Mushroom and Spinach Frittata
1 Tablespoon olive oil
8 ounces sliced mushrooms
1 4 ounce can diced mild chilies
1 teaspoon cumin
3 cups baby spinach
5 eggs whisked with a dash or 2 of hot sauce
1 cup queso blanco grated
Preheat oven to 350 degrees
1. Over medium heat cook the mushrooms in the olive oil until well browned.
2. Add chilies and cumin, stir for a minute to get fragrant.
3. Ad spinach and cover for a minute or so just to wilt.
4. stir in eggs and put in oven for 15 minutes.
5. Top with cheese and return to oven for 5 minutes till nice and melty.

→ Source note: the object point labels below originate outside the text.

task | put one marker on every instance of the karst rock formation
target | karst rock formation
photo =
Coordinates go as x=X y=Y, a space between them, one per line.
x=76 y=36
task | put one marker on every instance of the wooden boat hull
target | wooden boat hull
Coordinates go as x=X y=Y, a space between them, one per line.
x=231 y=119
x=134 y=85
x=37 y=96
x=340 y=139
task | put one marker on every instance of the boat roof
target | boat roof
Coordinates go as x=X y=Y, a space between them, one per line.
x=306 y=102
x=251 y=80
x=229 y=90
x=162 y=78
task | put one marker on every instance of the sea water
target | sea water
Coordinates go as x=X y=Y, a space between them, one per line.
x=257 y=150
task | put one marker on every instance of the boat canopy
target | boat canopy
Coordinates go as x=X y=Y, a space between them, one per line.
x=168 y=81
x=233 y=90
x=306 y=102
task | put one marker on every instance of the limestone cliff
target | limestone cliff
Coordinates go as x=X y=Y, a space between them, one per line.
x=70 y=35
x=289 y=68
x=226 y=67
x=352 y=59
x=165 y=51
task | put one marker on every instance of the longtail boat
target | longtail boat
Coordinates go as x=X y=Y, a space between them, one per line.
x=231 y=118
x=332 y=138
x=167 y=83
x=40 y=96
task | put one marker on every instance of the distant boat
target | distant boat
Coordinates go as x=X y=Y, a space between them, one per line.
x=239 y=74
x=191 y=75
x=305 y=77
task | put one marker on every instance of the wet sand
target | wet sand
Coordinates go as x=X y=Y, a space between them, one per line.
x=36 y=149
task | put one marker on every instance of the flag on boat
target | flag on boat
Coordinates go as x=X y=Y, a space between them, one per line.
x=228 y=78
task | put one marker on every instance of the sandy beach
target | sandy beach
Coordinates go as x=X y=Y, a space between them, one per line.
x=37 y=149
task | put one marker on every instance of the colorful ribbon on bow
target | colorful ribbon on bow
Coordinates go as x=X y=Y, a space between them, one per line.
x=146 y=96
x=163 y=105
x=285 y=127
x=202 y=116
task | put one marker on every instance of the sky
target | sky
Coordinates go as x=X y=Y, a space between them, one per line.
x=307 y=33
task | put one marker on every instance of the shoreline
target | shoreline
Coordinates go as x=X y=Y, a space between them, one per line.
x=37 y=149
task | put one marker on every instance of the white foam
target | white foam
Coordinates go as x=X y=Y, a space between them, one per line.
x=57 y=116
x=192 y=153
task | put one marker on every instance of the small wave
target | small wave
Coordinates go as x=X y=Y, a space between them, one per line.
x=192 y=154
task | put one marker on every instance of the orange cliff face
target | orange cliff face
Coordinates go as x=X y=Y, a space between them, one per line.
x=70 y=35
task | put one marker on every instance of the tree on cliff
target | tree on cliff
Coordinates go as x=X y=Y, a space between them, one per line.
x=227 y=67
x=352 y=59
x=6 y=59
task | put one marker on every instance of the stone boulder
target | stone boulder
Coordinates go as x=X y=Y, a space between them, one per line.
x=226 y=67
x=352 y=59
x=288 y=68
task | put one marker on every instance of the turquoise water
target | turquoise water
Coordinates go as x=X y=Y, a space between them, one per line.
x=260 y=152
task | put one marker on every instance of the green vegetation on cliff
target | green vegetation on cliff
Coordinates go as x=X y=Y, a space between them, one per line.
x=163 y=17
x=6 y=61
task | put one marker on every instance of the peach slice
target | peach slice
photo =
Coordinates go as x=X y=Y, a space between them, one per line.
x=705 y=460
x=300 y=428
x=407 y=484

6. Let rest about 5 minutes before slicing .
Beer and wine pairings
Hank says “For the fritatta, I would say a clean Pilsner would be the best choice. Go with something that isn’t intensely hoppy. I would recommend either Staropramen or Pilsner Urquell. Czech Pils tend to have peppery and spicy notes that would go well with the Frittata.”
Cissie says “The wines I would pair with the Frittata are a Dry French Rose’ and/or a French Champagne. True French Champagne delicious as it is , can be expensive. However you could substitute a Sparkling wine in the Champagne style from California , Spain, or Alsace. Any of these substitutes are reasonably priced. Another choice would be a Pinot Gris from Oregon or California. Enjoy!”